Wilmot Works It Out review – gently therapeutic puzzler that turns jigsaws into works of art
The Guardian | Technology - Saturday, November 2, 2024Hollow Ponds, Richard Hogg; Finji; PC, Mac
Fill the walls of your nice big empty house with pictures delivered – in pieces – by your friendly local postwoman
Wilmot the anthropomorphic square has a curious but not exactly undesirable existence. He resides in a spacious, empty house to which his friendly local postwoman, Sam, brings regular deliveries of tiled puzzles; a subscription that never seems to expire. Wilmot unpacks each new delivery, scattering the pieces on the bare floor. Then he can shunt, grasp and rotate each fragment to form a coherent picture – each of which has been drawn by British illustrator Richard Hogg. Matching pieces snap together pleasingly, and when the artwork is complete it can be hung on Wilmot’s big empty walls. As soon as one puzzle is finished, Sam arrives with the next, and soon enough Wilmot’s wall is as cluttered and colourful as a Saatchi gallery.
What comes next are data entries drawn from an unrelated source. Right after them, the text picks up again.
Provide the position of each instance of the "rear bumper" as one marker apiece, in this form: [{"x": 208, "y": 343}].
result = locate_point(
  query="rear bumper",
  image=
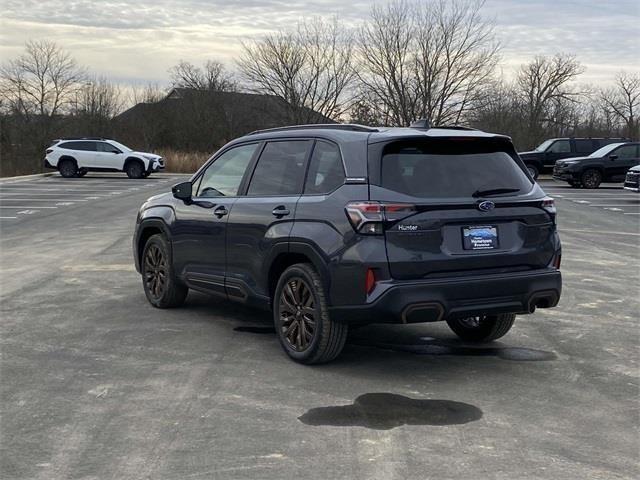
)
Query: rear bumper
[
  {"x": 434, "y": 300},
  {"x": 632, "y": 184},
  {"x": 565, "y": 176}
]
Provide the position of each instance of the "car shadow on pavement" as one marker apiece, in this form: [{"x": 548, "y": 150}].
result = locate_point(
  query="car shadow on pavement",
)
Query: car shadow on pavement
[
  {"x": 384, "y": 411},
  {"x": 410, "y": 339}
]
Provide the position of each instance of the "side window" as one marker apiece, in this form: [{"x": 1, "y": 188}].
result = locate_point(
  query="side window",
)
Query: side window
[
  {"x": 628, "y": 151},
  {"x": 223, "y": 176},
  {"x": 584, "y": 146},
  {"x": 560, "y": 146},
  {"x": 325, "y": 169},
  {"x": 107, "y": 148},
  {"x": 280, "y": 169}
]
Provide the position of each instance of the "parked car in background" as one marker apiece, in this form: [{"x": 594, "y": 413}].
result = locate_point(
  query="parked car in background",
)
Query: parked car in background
[
  {"x": 608, "y": 164},
  {"x": 337, "y": 225},
  {"x": 632, "y": 180},
  {"x": 544, "y": 157},
  {"x": 74, "y": 157}
]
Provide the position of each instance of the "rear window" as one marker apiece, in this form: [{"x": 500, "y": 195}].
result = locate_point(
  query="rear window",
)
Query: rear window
[{"x": 449, "y": 169}]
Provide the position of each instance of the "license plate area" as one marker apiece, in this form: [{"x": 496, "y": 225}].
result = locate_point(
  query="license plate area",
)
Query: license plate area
[{"x": 480, "y": 237}]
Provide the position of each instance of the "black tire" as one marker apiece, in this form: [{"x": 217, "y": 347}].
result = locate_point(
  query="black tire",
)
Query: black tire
[
  {"x": 68, "y": 168},
  {"x": 591, "y": 178},
  {"x": 533, "y": 171},
  {"x": 161, "y": 286},
  {"x": 134, "y": 169},
  {"x": 300, "y": 294},
  {"x": 483, "y": 328}
]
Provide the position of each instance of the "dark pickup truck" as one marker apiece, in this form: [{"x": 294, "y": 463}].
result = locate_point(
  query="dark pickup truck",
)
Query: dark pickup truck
[
  {"x": 608, "y": 164},
  {"x": 545, "y": 155}
]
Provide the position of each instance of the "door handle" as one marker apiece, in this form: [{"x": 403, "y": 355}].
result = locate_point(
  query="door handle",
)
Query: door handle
[
  {"x": 280, "y": 211},
  {"x": 221, "y": 211}
]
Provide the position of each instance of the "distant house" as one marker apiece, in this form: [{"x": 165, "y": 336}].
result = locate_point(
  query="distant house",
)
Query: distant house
[{"x": 202, "y": 120}]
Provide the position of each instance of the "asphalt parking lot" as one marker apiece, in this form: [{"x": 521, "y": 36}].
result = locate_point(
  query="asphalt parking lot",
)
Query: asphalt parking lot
[{"x": 95, "y": 383}]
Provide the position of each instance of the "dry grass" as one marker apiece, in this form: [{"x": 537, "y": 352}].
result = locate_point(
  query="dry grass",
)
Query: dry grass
[{"x": 182, "y": 162}]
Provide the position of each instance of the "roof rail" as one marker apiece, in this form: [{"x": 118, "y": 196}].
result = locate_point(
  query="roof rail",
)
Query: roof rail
[
  {"x": 82, "y": 138},
  {"x": 454, "y": 127},
  {"x": 352, "y": 127}
]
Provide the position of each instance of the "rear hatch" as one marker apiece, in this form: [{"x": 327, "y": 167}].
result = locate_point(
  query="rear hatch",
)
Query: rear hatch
[{"x": 459, "y": 206}]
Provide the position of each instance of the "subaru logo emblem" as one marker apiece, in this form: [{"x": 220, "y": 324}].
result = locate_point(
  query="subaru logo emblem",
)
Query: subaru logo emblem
[{"x": 486, "y": 206}]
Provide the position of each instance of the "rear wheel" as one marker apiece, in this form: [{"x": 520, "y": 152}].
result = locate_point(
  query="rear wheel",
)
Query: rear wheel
[
  {"x": 591, "y": 178},
  {"x": 162, "y": 288},
  {"x": 301, "y": 317},
  {"x": 533, "y": 171},
  {"x": 483, "y": 328},
  {"x": 134, "y": 169},
  {"x": 68, "y": 168}
]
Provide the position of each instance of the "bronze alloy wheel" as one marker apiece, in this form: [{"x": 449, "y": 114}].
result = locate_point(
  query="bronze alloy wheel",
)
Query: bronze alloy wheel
[
  {"x": 298, "y": 314},
  {"x": 591, "y": 178},
  {"x": 155, "y": 271}
]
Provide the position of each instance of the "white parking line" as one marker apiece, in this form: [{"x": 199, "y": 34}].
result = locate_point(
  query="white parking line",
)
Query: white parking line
[
  {"x": 42, "y": 200},
  {"x": 616, "y": 205},
  {"x": 61, "y": 194},
  {"x": 16, "y": 206}
]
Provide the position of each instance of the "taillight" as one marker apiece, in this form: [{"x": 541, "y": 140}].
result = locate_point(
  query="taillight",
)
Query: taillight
[
  {"x": 370, "y": 281},
  {"x": 368, "y": 217},
  {"x": 549, "y": 205}
]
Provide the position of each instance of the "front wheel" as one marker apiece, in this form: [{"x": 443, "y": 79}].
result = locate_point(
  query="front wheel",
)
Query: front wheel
[
  {"x": 162, "y": 288},
  {"x": 483, "y": 328},
  {"x": 134, "y": 169},
  {"x": 301, "y": 317},
  {"x": 591, "y": 178},
  {"x": 68, "y": 168}
]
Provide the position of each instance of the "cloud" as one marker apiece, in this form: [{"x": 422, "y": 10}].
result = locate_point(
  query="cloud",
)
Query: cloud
[{"x": 139, "y": 40}]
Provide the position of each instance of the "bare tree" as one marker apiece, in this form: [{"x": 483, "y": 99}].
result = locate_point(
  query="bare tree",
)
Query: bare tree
[
  {"x": 427, "y": 59},
  {"x": 149, "y": 93},
  {"x": 544, "y": 83},
  {"x": 213, "y": 76},
  {"x": 42, "y": 81},
  {"x": 99, "y": 98},
  {"x": 623, "y": 101},
  {"x": 310, "y": 68}
]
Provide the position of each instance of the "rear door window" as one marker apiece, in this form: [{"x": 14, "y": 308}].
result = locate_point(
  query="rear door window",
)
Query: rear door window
[
  {"x": 560, "y": 146},
  {"x": 626, "y": 151},
  {"x": 584, "y": 146},
  {"x": 280, "y": 169},
  {"x": 83, "y": 146},
  {"x": 446, "y": 169}
]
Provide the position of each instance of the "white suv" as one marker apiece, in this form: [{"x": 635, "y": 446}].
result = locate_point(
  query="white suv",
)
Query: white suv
[{"x": 74, "y": 157}]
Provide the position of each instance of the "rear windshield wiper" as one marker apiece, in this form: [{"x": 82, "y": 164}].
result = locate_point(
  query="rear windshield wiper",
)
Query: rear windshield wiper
[{"x": 493, "y": 191}]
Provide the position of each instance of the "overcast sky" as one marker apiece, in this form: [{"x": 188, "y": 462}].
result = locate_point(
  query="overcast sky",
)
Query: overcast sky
[{"x": 137, "y": 41}]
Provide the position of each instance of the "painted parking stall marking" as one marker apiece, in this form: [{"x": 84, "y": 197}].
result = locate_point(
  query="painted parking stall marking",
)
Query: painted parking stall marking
[
  {"x": 34, "y": 196},
  {"x": 609, "y": 197}
]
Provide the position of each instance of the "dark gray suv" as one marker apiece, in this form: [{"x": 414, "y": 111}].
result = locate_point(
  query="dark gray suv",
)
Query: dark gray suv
[{"x": 336, "y": 225}]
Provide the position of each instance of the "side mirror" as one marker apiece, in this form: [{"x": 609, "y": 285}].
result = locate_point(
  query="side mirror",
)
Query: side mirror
[{"x": 182, "y": 191}]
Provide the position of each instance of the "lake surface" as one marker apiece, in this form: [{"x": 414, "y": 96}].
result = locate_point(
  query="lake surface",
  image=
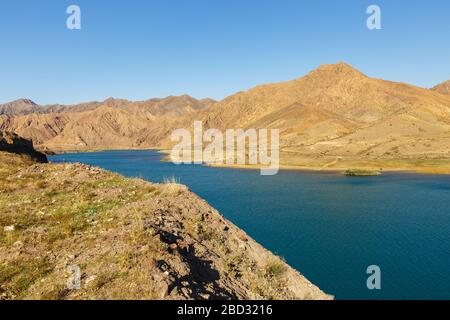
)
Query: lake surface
[{"x": 329, "y": 227}]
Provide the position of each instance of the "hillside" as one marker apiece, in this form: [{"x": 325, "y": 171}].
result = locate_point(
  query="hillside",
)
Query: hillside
[
  {"x": 334, "y": 117},
  {"x": 443, "y": 88},
  {"x": 12, "y": 143},
  {"x": 336, "y": 111},
  {"x": 111, "y": 124},
  {"x": 131, "y": 240}
]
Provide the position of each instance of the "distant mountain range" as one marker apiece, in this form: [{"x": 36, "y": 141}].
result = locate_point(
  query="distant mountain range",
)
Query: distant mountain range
[{"x": 334, "y": 112}]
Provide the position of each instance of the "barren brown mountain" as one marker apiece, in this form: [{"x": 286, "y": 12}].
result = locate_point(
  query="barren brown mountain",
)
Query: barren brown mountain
[
  {"x": 443, "y": 88},
  {"x": 112, "y": 124},
  {"x": 333, "y": 117}
]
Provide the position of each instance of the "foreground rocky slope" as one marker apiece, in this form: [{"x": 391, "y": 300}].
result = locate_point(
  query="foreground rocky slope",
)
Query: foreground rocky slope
[{"x": 131, "y": 240}]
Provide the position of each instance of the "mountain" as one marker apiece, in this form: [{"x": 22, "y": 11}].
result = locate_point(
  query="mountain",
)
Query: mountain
[
  {"x": 443, "y": 88},
  {"x": 12, "y": 143},
  {"x": 333, "y": 116},
  {"x": 18, "y": 107},
  {"x": 111, "y": 124},
  {"x": 128, "y": 238},
  {"x": 336, "y": 111}
]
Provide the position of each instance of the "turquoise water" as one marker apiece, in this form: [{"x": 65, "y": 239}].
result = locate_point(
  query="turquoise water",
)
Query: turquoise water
[{"x": 328, "y": 226}]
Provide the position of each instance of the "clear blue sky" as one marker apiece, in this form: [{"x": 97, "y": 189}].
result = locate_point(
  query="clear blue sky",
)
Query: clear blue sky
[{"x": 138, "y": 49}]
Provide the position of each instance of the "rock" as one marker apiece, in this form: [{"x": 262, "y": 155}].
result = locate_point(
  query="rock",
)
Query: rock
[{"x": 9, "y": 228}]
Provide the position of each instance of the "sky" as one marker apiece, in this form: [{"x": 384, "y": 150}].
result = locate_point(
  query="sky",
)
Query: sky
[{"x": 139, "y": 49}]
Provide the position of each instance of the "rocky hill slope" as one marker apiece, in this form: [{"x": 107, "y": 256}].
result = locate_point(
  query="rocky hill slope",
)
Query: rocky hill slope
[
  {"x": 12, "y": 143},
  {"x": 443, "y": 88},
  {"x": 335, "y": 116},
  {"x": 129, "y": 239},
  {"x": 111, "y": 124}
]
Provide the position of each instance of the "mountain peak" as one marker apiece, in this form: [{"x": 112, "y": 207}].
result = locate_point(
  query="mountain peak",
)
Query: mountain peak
[
  {"x": 340, "y": 68},
  {"x": 22, "y": 101}
]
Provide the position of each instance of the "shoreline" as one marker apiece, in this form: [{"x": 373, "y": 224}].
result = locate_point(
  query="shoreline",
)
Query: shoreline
[{"x": 390, "y": 165}]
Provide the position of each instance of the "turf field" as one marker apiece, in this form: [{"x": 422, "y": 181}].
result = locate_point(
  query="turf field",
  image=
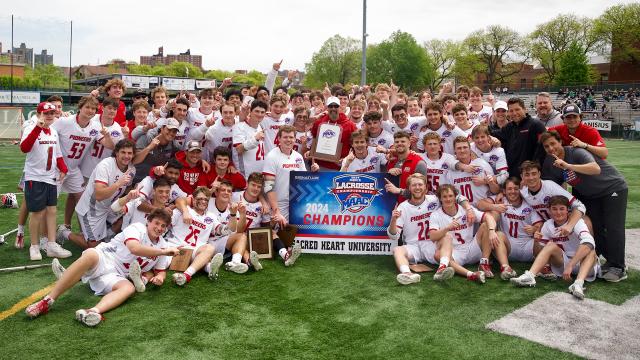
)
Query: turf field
[{"x": 324, "y": 307}]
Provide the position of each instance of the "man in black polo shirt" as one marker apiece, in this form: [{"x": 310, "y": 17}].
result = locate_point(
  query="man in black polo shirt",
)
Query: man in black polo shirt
[{"x": 519, "y": 137}]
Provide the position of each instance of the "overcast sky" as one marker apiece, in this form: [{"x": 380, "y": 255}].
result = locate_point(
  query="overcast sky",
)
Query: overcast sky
[{"x": 253, "y": 34}]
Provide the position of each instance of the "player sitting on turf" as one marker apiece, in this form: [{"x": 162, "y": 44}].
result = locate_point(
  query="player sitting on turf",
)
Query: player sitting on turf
[
  {"x": 572, "y": 254},
  {"x": 468, "y": 248},
  {"x": 518, "y": 222},
  {"x": 138, "y": 253},
  {"x": 412, "y": 218}
]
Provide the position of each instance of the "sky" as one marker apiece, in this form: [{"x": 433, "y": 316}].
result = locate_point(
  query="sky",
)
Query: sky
[{"x": 252, "y": 34}]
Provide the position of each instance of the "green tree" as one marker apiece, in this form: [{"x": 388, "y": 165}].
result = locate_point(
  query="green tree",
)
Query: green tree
[
  {"x": 619, "y": 27},
  {"x": 402, "y": 60},
  {"x": 337, "y": 61}
]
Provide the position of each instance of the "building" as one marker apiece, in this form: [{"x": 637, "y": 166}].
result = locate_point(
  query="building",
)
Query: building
[{"x": 161, "y": 59}]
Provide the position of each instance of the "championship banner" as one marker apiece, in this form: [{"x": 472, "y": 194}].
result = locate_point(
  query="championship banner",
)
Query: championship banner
[{"x": 341, "y": 213}]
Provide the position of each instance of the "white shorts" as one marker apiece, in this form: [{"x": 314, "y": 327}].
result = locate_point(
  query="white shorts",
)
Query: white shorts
[
  {"x": 590, "y": 277},
  {"x": 467, "y": 254},
  {"x": 104, "y": 276},
  {"x": 422, "y": 251},
  {"x": 73, "y": 182},
  {"x": 521, "y": 250}
]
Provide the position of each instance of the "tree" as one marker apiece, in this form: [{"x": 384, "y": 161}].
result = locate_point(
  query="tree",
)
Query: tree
[
  {"x": 619, "y": 26},
  {"x": 402, "y": 60},
  {"x": 337, "y": 61},
  {"x": 552, "y": 39},
  {"x": 495, "y": 47}
]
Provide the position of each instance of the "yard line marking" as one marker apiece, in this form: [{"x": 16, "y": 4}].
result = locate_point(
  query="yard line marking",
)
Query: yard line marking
[{"x": 26, "y": 302}]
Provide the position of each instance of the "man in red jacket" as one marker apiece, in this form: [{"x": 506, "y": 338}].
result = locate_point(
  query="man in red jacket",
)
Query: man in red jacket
[{"x": 335, "y": 117}]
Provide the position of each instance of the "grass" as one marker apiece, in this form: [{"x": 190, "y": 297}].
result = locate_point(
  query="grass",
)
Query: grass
[{"x": 324, "y": 307}]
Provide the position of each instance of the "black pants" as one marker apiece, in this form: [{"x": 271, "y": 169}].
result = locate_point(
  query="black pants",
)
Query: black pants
[{"x": 608, "y": 214}]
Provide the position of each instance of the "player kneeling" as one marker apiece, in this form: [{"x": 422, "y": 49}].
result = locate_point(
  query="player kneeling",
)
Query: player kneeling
[
  {"x": 412, "y": 218},
  {"x": 138, "y": 253},
  {"x": 567, "y": 255}
]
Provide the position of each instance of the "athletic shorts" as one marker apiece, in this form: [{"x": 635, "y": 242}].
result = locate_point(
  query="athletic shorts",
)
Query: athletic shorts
[
  {"x": 38, "y": 195},
  {"x": 467, "y": 254},
  {"x": 104, "y": 276},
  {"x": 422, "y": 251},
  {"x": 590, "y": 277}
]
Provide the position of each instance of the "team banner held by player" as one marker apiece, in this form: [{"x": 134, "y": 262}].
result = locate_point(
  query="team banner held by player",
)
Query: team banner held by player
[{"x": 341, "y": 213}]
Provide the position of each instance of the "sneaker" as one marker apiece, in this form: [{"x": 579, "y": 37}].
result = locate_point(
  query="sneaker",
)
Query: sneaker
[
  {"x": 486, "y": 269},
  {"x": 577, "y": 291},
  {"x": 255, "y": 261},
  {"x": 57, "y": 268},
  {"x": 55, "y": 250},
  {"x": 443, "y": 273},
  {"x": 477, "y": 276},
  {"x": 526, "y": 279},
  {"x": 238, "y": 268},
  {"x": 135, "y": 274},
  {"x": 408, "y": 278},
  {"x": 615, "y": 274},
  {"x": 34, "y": 253},
  {"x": 292, "y": 255},
  {"x": 89, "y": 318},
  {"x": 547, "y": 274},
  {"x": 507, "y": 273},
  {"x": 215, "y": 264},
  {"x": 36, "y": 309}
]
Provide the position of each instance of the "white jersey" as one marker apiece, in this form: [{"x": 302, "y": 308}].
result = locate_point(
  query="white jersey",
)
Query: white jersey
[
  {"x": 41, "y": 162},
  {"x": 75, "y": 141},
  {"x": 371, "y": 162},
  {"x": 540, "y": 200},
  {"x": 438, "y": 169},
  {"x": 463, "y": 181},
  {"x": 280, "y": 165},
  {"x": 570, "y": 243},
  {"x": 254, "y": 214},
  {"x": 193, "y": 235},
  {"x": 98, "y": 151},
  {"x": 415, "y": 219},
  {"x": 250, "y": 160},
  {"x": 118, "y": 254},
  {"x": 463, "y": 234},
  {"x": 106, "y": 172}
]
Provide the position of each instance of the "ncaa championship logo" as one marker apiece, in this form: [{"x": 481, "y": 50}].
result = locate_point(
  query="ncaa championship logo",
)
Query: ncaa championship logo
[{"x": 354, "y": 192}]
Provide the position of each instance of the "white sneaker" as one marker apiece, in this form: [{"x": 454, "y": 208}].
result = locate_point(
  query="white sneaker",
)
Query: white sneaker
[
  {"x": 526, "y": 279},
  {"x": 135, "y": 274},
  {"x": 238, "y": 268},
  {"x": 88, "y": 318},
  {"x": 408, "y": 278},
  {"x": 34, "y": 253},
  {"x": 55, "y": 250},
  {"x": 57, "y": 268},
  {"x": 215, "y": 264}
]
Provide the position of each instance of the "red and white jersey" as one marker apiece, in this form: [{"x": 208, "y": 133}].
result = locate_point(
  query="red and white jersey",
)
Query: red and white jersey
[
  {"x": 40, "y": 163},
  {"x": 193, "y": 235},
  {"x": 98, "y": 151},
  {"x": 371, "y": 162},
  {"x": 463, "y": 234},
  {"x": 540, "y": 200},
  {"x": 118, "y": 254},
  {"x": 76, "y": 141},
  {"x": 438, "y": 169},
  {"x": 415, "y": 219},
  {"x": 463, "y": 181},
  {"x": 254, "y": 214},
  {"x": 570, "y": 243},
  {"x": 106, "y": 172},
  {"x": 280, "y": 165},
  {"x": 250, "y": 160}
]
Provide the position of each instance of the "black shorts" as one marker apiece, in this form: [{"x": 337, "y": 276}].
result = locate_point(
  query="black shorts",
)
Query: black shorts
[{"x": 38, "y": 195}]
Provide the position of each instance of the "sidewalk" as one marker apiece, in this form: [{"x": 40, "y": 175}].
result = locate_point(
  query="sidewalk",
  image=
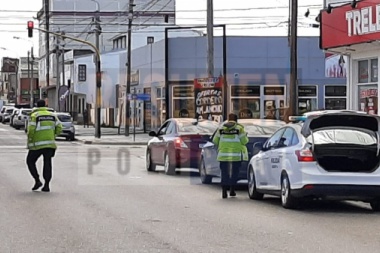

There are, typically, several fragments left over when you complete a picture, so some of the challenge is in identifying these rogue pieces, setting them to one side (you are free to organise your floor space to suit your organisational requirements) to return to once you have all the necessary components. In time you’ll have several puzzles on the go at once, each one at a different level of completion, and it’s this arrhythmia that gives the game its unique feel, elevating it beyond a mere digital jigsaw simulator.